Seed Coat Unloading inPisum sativum—Osmotic Effects in Attached versus Excised Empty Ovules

Abstract

Experiments were undertaken with embryo-less ovules of Pisum sativum to study the influence of apoplastic osmolality on seed coat import and seed coat unloading.¹¹CO₂ pulse labelling along with collimated monitoring of plant tissues were used with attached ovules to measure continuously and simultaneously total pod import, import into a modified ovule and photo-assimilate washout from the seed coat of the ovule into a flow-through bathingsolution. Our results indicated that seed coat import was immediately affected by a change in the applied bathing solution osmolality, with a decrease in osmolality lowering seed coat import and an increase in osmolality increasing import. ¹¹C-photo-assimilate washout from attached ovules was found to respond in a similar manner to the apoplastic osmolality.
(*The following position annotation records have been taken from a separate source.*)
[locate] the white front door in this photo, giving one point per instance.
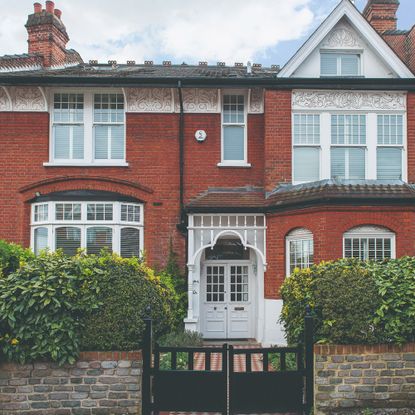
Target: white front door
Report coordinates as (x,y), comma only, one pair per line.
(228,300)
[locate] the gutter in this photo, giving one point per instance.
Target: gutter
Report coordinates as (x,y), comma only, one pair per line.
(182,225)
(391,84)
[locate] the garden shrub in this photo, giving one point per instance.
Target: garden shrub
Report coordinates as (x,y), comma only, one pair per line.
(11,255)
(40,308)
(128,288)
(352,301)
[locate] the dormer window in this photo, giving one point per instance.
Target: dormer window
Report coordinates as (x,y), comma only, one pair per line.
(340,64)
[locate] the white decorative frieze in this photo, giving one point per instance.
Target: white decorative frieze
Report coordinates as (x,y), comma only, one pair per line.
(149,100)
(5,104)
(204,100)
(348,100)
(27,98)
(256,101)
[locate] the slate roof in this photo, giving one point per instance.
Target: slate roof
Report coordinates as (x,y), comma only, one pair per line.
(114,70)
(286,195)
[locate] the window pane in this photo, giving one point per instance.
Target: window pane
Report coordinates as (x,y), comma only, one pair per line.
(301,253)
(68,108)
(68,239)
(130,242)
(117,142)
(350,65)
(101,141)
(233,109)
(306,129)
(41,213)
(389,163)
(61,135)
(365,248)
(329,64)
(41,240)
(108,108)
(390,129)
(233,143)
(130,213)
(347,163)
(306,164)
(98,238)
(348,129)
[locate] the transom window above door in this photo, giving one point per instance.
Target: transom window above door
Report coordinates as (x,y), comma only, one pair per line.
(93,226)
(87,128)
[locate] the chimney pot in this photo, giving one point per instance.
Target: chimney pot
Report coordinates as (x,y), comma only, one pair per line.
(37,7)
(50,6)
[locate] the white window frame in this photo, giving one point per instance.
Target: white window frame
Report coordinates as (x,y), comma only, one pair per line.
(235,163)
(299,234)
(89,126)
(371,141)
(295,145)
(356,52)
(364,232)
(115,224)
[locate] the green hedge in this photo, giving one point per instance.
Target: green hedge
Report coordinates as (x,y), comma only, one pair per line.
(352,301)
(52,306)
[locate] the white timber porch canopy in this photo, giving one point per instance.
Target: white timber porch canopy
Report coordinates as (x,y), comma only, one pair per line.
(204,231)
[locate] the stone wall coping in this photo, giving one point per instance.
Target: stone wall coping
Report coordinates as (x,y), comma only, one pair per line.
(342,349)
(89,356)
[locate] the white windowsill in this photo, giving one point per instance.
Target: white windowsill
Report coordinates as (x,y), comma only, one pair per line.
(74,164)
(237,165)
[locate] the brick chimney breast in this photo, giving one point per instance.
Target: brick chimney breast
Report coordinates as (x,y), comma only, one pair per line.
(381,14)
(47,35)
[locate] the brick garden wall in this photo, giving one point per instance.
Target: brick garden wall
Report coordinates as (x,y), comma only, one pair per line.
(100,383)
(351,378)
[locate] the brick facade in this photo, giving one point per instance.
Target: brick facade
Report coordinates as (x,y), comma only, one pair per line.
(352,378)
(101,383)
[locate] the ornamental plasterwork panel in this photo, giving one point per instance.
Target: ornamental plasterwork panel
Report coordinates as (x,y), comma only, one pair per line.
(352,100)
(149,100)
(199,100)
(5,104)
(342,36)
(256,101)
(27,98)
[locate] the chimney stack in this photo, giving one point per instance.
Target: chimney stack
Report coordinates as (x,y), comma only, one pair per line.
(47,34)
(37,8)
(381,14)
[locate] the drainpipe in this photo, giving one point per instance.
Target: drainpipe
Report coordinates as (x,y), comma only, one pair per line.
(182,225)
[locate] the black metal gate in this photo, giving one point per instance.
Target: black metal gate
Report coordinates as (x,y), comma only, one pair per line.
(172,381)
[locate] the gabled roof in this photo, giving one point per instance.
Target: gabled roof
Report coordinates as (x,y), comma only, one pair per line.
(346,9)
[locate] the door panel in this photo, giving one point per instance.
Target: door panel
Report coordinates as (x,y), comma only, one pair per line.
(239,307)
(227,302)
(215,308)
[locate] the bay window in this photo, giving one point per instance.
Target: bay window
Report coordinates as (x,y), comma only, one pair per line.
(87,128)
(369,243)
(93,226)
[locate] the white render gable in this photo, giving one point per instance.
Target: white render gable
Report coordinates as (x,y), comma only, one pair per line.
(346,31)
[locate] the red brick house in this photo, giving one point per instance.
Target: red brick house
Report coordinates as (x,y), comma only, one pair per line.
(248,171)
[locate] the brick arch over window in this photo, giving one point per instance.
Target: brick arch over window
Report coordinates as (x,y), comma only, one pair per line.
(67,183)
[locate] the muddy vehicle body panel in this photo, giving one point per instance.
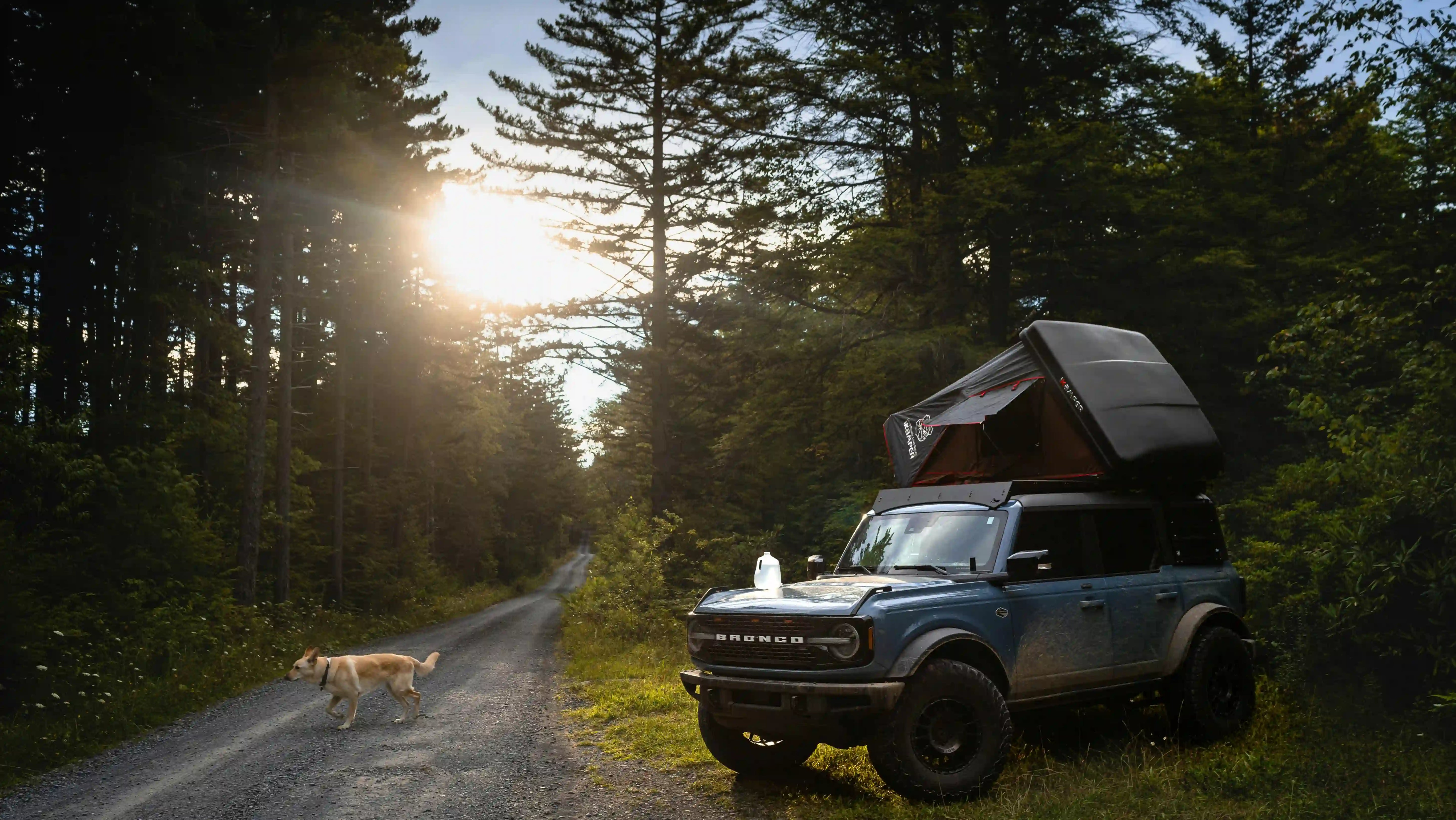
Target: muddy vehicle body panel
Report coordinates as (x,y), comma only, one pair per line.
(1111,621)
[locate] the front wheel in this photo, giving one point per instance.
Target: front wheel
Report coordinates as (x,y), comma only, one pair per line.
(947,738)
(750,753)
(1212,695)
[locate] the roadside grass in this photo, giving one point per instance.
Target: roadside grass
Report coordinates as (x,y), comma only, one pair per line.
(105,684)
(1298,760)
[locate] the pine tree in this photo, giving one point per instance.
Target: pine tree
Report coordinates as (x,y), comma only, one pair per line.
(643,136)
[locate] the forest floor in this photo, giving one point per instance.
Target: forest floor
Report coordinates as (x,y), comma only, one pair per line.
(130,698)
(1298,760)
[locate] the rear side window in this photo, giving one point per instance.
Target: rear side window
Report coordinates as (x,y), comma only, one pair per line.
(1193,528)
(1063,535)
(1129,541)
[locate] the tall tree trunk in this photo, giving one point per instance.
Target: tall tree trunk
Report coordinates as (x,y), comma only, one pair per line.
(285,477)
(998,285)
(953,285)
(340,382)
(255,454)
(63,288)
(659,371)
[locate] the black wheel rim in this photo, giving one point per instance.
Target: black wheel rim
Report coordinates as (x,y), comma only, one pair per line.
(947,736)
(1225,688)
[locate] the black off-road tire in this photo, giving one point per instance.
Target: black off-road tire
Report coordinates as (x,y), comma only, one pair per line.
(948,736)
(1212,697)
(753,757)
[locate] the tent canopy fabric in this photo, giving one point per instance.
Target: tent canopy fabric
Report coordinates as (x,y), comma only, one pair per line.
(1069,400)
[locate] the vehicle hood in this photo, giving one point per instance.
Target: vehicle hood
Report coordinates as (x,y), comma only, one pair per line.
(826,596)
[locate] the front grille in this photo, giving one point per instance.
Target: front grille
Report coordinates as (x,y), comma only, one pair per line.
(759,653)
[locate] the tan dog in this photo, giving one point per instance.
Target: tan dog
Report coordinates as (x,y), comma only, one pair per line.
(349,678)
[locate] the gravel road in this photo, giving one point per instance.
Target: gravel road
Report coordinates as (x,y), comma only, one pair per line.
(490,745)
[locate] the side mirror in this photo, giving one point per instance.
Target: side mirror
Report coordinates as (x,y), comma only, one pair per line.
(1023,566)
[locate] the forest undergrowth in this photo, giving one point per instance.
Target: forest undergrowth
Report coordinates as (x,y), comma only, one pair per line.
(111,684)
(1301,758)
(1320,746)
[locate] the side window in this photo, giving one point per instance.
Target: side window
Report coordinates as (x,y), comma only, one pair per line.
(1193,528)
(1129,540)
(1062,534)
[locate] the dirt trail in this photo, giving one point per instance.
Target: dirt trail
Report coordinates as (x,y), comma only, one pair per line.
(490,746)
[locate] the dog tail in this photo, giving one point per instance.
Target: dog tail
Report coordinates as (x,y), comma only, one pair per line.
(426,666)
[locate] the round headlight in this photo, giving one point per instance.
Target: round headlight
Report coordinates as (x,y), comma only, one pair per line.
(851,641)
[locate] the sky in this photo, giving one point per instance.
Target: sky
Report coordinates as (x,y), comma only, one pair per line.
(498,247)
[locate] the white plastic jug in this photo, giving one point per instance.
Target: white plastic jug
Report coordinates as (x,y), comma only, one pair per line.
(766,573)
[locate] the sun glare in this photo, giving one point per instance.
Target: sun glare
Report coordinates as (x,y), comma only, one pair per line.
(500,248)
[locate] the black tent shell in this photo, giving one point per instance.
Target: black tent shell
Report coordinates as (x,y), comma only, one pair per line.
(1069,400)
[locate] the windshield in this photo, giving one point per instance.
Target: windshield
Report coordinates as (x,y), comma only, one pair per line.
(957,543)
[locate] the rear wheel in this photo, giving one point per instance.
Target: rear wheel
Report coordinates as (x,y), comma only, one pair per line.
(1212,695)
(750,753)
(947,738)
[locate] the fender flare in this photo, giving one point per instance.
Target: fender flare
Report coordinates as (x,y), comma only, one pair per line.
(919,650)
(1189,627)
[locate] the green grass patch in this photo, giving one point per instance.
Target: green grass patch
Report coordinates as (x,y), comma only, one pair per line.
(100,685)
(1298,760)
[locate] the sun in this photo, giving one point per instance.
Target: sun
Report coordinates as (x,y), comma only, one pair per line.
(500,248)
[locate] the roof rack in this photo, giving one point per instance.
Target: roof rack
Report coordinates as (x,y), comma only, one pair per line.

However, the osmotic effect on ¹¹C-washout was a delayed response and it appears that the majority of this observed response was due to the alteration in seed coat tracer import. Further experiments with ¹⁴C-labelled, excised seed coat halves (i.e. no further import) supported this hypothesis by demonstrating that seed coat unloading (measured as ¹⁴C-photo-assimilate washout) was actually enhanced at a low solution osmolality. PCMBS had no effect on seed coat import or washout in attached, modified ovules, suggesting that photo-assimilate unloading from seed coats of Pisum does not involve a carrier protein. Studies of the spatial distribution of imported ¹⁴C in Pisum seed coats further suggest that this unloading, into the apoplast, occurs from non-phloem cell types, and that the movement of photo-assimilates from the sieve elements to the terminal unloading site occurs via symplastic transport.